Die im Ausschuss gehörten Beamt*innen aus dem Staatsschutz zeigten sich selbst weitgehend zufrieden mit ihrer Arbeit und verorteten die Verantwortung für ausbleibende Erfolge meist an anderer Stelle. Der Sachbearbeiter im Staatsschutz Lars M., der sich von 2012 bis 2016 auch mit der Tatserie befasste, befand gar: „Also wir waren alle toll.“ Auffällig war, dass sich vor allem einige Beamte aus dem Höheren Dienst auf Erinnerungslücken beriefen. Verwiesen wurde dann gerne darauf, dass es nun mal nicht Aufgabe von Führungskräften sei, in den Details von Ermittlungen bewandert zu sein. Überhaupt bietet die Komplexität der Organisation Polizei einzelnen Beamt*innen auch hier die Möglichkeit, sich auf die vorgesehene Arbeitsteilung zu berufen und die Verantwortung zu verschieben. Insgesamt zeichneten die Aussagen das Bild einer Art Verantwortungsdiffusion.
Serie oder nicht?
Eine wesentliche Frage in Bezug auf die Straftatenserie in Neukölln ist, ob diese bei der Polizei auch als Serie erkannt wurde. Der Untersuchungsauftrag des Ausschusses umfasst den Zeitraum von 2009 bis 2021. Bei der Polizei wurden jedoch deutlich kürzere Zeiträume angelegt. Insgesamt blieben die Fälle aus den Jahren 2009 bis 2012 in der Polizeiarbeit unterbelichtet. In ihrem Gutachten (Bericht zur 8. Sitzung) zählt die „Mobile Beratung gegen Rechtsextremismus“ (MBR) für diesen Zeitraum mehr als 80 „rechtsextreme Angriffe mit Bezug zu Neukölln und dem ‚NW-Berlin‘-Netzwerk“ [NW-Berlin = „Nationaler Widerstand Berlin“] auf.

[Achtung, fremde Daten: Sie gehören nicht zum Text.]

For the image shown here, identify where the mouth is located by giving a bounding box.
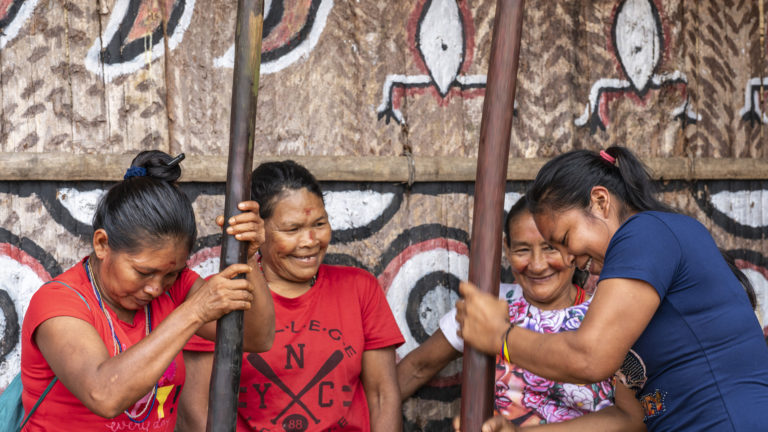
[526,273,556,283]
[291,253,320,264]
[135,297,152,306]
[494,392,511,408]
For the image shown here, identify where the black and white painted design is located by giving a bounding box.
[692,181,768,240]
[323,183,403,244]
[0,229,59,389]
[84,0,195,82]
[575,0,699,132]
[0,0,40,49]
[725,248,768,339]
[213,0,334,74]
[376,0,489,125]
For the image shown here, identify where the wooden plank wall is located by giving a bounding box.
[1,1,768,430]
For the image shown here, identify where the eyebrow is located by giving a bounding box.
[135,264,188,274]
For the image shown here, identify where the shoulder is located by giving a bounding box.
[500,283,524,303]
[622,211,701,234]
[24,262,94,334]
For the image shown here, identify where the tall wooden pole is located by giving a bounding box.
[460,0,525,430]
[206,1,264,431]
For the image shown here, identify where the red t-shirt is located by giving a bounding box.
[186,265,404,431]
[21,257,199,431]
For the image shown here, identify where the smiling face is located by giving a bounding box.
[259,188,331,293]
[533,205,615,276]
[503,210,576,310]
[93,233,189,320]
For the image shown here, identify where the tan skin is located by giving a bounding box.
[179,188,402,431]
[34,201,275,418]
[456,187,661,385]
[400,209,645,431]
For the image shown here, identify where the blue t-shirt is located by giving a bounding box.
[599,211,768,431]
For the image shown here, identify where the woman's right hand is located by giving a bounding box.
[185,263,255,323]
[455,281,510,356]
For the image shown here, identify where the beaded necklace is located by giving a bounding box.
[573,285,586,306]
[85,258,158,423]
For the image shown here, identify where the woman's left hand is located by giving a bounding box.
[216,200,265,258]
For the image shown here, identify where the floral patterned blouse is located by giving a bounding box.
[439,283,615,425]
[495,283,614,425]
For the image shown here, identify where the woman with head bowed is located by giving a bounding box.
[457,146,768,431]
[180,160,404,431]
[20,150,274,431]
[399,196,644,431]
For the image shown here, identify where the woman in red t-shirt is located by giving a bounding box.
[21,150,275,431]
[179,160,404,432]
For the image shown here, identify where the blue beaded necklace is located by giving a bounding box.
[85,258,157,423]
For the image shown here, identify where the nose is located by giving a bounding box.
[143,279,163,297]
[529,249,548,272]
[299,227,319,247]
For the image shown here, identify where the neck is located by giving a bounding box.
[260,263,316,299]
[89,255,135,323]
[523,284,578,311]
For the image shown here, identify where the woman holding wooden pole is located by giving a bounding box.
[460,0,525,429]
[20,151,274,432]
[456,147,768,431]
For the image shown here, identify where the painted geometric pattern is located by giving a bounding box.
[2,180,767,430]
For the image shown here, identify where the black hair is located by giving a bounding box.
[527,146,756,306]
[720,249,758,311]
[250,160,324,219]
[92,150,197,254]
[527,146,672,220]
[504,195,588,287]
[503,195,529,248]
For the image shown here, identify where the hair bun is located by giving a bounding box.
[129,150,183,183]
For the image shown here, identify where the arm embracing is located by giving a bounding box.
[457,278,659,383]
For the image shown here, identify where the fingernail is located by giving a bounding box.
[229,217,235,224]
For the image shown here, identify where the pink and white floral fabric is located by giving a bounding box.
[493,284,615,425]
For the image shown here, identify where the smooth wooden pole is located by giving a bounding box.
[460,0,525,430]
[206,1,264,431]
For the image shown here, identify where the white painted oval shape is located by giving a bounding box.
[710,190,768,228]
[324,191,395,231]
[57,187,106,226]
[614,0,661,92]
[418,0,464,96]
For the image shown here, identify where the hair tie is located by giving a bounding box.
[124,166,147,179]
[599,150,616,165]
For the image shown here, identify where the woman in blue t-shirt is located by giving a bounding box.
[456,146,768,432]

Der Tenor der Aussagen von LKA-Beamt*innen im Ausschuss war, dass sie diese rechten Taten bereits früh als Serie erkannt und konsequent in diese Richtung ermittelt hätten. Bei der Staatsanwaltschaft sei man der Einschätzung, dass es sich um eine Serie handelt, jedoch nicht oder nicht ausreichend gefolgt. Dort seien zusammenhängende Taten teilweise wieder auseinandergerissen worden. Diese Einschätzung ist auch deshalb relevant, weil der damalige Leiter der für Staatsschutz zuständigen Abteilung der Staatsanwaltschaft in Verdacht steht, parteiisch zu sein. Hintergrund ist ein Telegram-Chat des Tatverdächtigen Tilo P. mit einem Neuköllner AfD-Mitglied. P. hatte diesem nach einer Zeugenvernehmung in einer anderen Sache geschrieben, der ihn vernehmende Oberstaatsanwalt habe angedeutet, auf ihrer Seite zu sein. Zeuge Michael E., Leiter der EG Resin bis 2019, sagte auf Frage zu dem betreffenden Oberstaatsanwalt: „Salopp fiel auch mal zwischen uns: ‚Was ist denn mit dem nicht in Ordnung? Ist das ein AfD-Typ oder was? Warum kriege ich die Beschlüsse nicht, da stimmt doch was nicht?‘“ Als später die Generalstaatsanwaltschaft übernahm, lief die Zusammenarbeit der beiden Behörden anscheinend besser. Dem Bereich der Staatsanwaltschaft wird sich der Ausschuss separat widmen.
Zu viel „Einmischung“
Als weitere Begründung für ausbleibende Ermittlungserfolge nannten die als Zeug*innen gehörten Beamt*innen strukturelle Änderungen. Hier wurde etwa auf die Folgen der Aufarbeitung des NSU-Komplexes verwiesen. Im Bereich PMK Rechts [PMK = Politisch Motivierte Kriminalität] im LKA wurde ab 2013 innerhalb eines relativ kurzen Zeitraums die Hälfte des Personals ausgetauscht, um „frisches Blut“ (LKA-Chef Christian Steiof) hineinzubringen. Steiof gab in seiner Aussage vor dem Ausschuss an, dass er eine „Aktion wie 2013“ nicht noch einmal machen würde. Der bloße Austausch eines bestimmten Anteils von Personal lässt sich aus den Empfehlungen des ersten NSU-Untersuchungsausschusses des Bundestages von 2013 ohnehin nur schwer ableiten. Außerdem kritisierten mehrere Polizeibeamte Anfragen aus dem parlamentarischen und medialen Raum. Lars M. etwa sprach davon, dass manche Ermittlung erfolgversprechender gewesen wäre, wenn es keine „Einmischung“ der Politik gegeben hätte. Obwohl die Zeug*innen derartige Äußerungen mit dem Disclaimer versahen, dass Anfragen die legitime Aufgabe des Parlamentes oder der Presse seien, wurde deutlich, dass sie lieber nicht von zu viel Öffentlichkeit und parlamentarischer Kontrolle gestört werden möchten.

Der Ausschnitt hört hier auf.